AWS Machine Learning Blog
Analyze US census data for population segmentation using Amazon SageMaker
August 2021: Post updated with changes required for SageMaker SDK v2, courtesy of Eitan Sela, Senior Startup Solutions Architect
In the United States, with the 2018 midterm elections approaching, people are looking for more information about the voting process. This blog post explores how we can apply machine learning (ML) to better integrate science into the task of understanding the electorate.
Typically for machine learning applications, clear use cases are derived from labelled data. For example, based on the attributes of a device, such as its age or model number, we can predict its likelihood of failure. We call this supervised learning because there is supervision or guidance towards predicting specific outcomes.
However, in the real world, there are often large data sets where there is no particular outcome to predict, where clean labels are hard to define. It can be difficult to pinpoint exactly what the right outcome is to predict. This type of use case is often exploratory. It seeks to understand the makeup of a dataset and what natural patterns exist. This type of use case is known as unsupervised learning. One example of this is trying to group similar individuals together based on a set of attributes.
The use case this blog post explores is population segmentation. We have taken publicly available, anonymized data from the US census on demographics by different US counties: https://factfinder.census.gov/faces/nav/jsf/pages/index.xhtml. (Note that this product uses the Census Bureau Data API but is not endorsed or certified by the Census Bureau.) The outcome of this analysis are natural groupings of similar counties in a transformed feature space. The cluster that a county belongs to can be leveraged to plan an election campaign, for example, to understand how to reach a group of similar counties by highlighting messages that resonate with that group. More generally, this technique can be applied by businesses in customer or user segmentation to create targeted marketing campaigns. This type of analysis has the ability to uncover similarities that may not be obvious at face value- such as counties CA-Fresno and AZ- Yuma being grouped together. While intuitively they differ in commonly-examined attributes such as population size and racial makeup, they are more similar than different when viewed along axes such as the mix of employment type.

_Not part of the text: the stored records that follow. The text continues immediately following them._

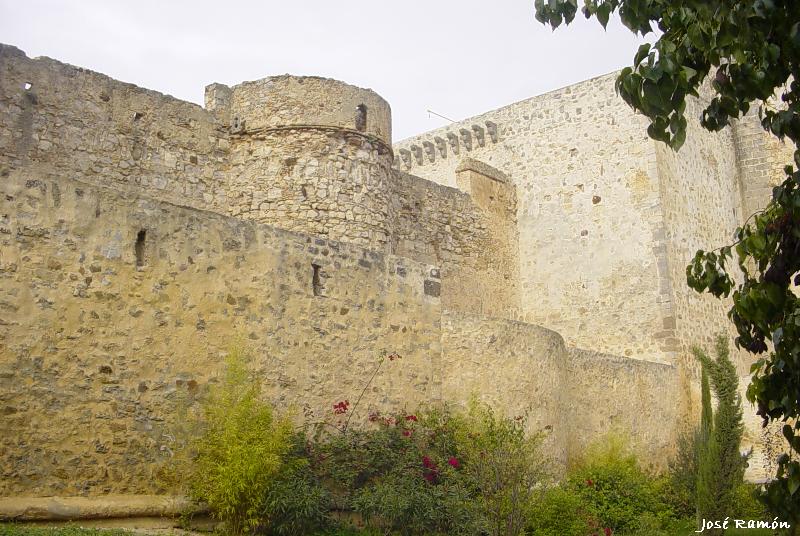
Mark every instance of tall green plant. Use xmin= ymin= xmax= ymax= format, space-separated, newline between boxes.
xmin=693 ymin=336 xmax=747 ymax=533
xmin=454 ymin=399 xmax=549 ymax=536
xmin=189 ymin=349 xmax=294 ymax=534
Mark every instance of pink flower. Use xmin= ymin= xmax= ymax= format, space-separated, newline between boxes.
xmin=333 ymin=400 xmax=350 ymax=415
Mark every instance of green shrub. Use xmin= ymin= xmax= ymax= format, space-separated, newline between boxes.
xmin=313 ymin=406 xmax=483 ymax=534
xmin=527 ymin=486 xmax=597 ymax=536
xmin=311 ymin=403 xmax=545 ymax=536
xmin=663 ymin=429 xmax=701 ymax=518
xmin=183 ymin=350 xmax=300 ymax=534
xmin=451 ymin=399 xmax=548 ymax=536
xmin=262 ymin=456 xmax=332 ymax=536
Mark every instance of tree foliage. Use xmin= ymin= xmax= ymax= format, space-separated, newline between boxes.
xmin=535 ymin=0 xmax=800 ymax=523
xmin=693 ymin=337 xmax=746 ymax=534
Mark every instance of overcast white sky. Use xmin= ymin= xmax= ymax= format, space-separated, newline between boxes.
xmin=0 ymin=0 xmax=640 ymax=140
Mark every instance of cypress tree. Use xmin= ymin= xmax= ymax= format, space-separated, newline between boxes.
xmin=693 ymin=336 xmax=747 ymax=534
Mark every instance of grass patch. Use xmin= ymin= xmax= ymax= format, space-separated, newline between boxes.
xmin=0 ymin=523 xmax=133 ymax=536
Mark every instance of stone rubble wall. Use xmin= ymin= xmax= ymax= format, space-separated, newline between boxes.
xmin=228 ymin=128 xmax=392 ymax=250
xmin=0 ymin=174 xmax=441 ymax=496
xmin=394 ymin=73 xmax=679 ymax=363
xmin=390 ymin=172 xmax=519 ymax=318
xmin=214 ymin=75 xmax=392 ymax=145
xmin=0 ymin=45 xmax=229 ymax=212
xmin=562 ymin=348 xmax=683 ymax=470
xmin=442 ymin=311 xmax=564 ymax=474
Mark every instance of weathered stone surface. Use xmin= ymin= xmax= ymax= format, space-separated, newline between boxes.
xmin=0 ymin=38 xmax=783 ymax=506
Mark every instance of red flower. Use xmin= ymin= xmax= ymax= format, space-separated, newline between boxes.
xmin=333 ymin=400 xmax=350 ymax=415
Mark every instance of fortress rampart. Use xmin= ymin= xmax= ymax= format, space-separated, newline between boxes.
xmin=0 ymin=45 xmax=781 ymax=517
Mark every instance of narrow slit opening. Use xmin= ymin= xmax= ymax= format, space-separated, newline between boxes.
xmin=356 ymin=104 xmax=367 ymax=132
xmin=311 ymin=264 xmax=325 ymax=296
xmin=133 ymin=229 xmax=147 ymax=267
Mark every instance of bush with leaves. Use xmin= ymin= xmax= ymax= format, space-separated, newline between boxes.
xmin=181 ymin=349 xmax=303 ymax=534
xmin=566 ymin=434 xmax=675 ymax=534
xmin=312 ymin=411 xmax=484 ymax=534
xmin=312 ymin=402 xmax=545 ymax=536
xmin=449 ymin=399 xmax=550 ymax=536
xmin=526 ymin=486 xmax=599 ymax=536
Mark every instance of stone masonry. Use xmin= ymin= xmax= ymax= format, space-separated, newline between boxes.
xmin=0 ymin=45 xmax=785 ymax=510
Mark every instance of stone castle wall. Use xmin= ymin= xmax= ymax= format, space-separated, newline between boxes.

You can follow along using the sample notebook where you can run the code and interact with the data while reading through the blog post.
There are two goals for this exercise:
1) Walk through a data science workflow using Amazon SageMaker for unsupervised learning using PCA and Kmeans modelling techniques.
2) Demonstrate how users can access the underlying models that are built within Amazon SageMaker to extract useful model attributes. Often, it can be difficult to draw conclusions from unsupervised learning, so being able to access the models for PCA and Kmeans becomes even more important beyond simply generating predictions using the model.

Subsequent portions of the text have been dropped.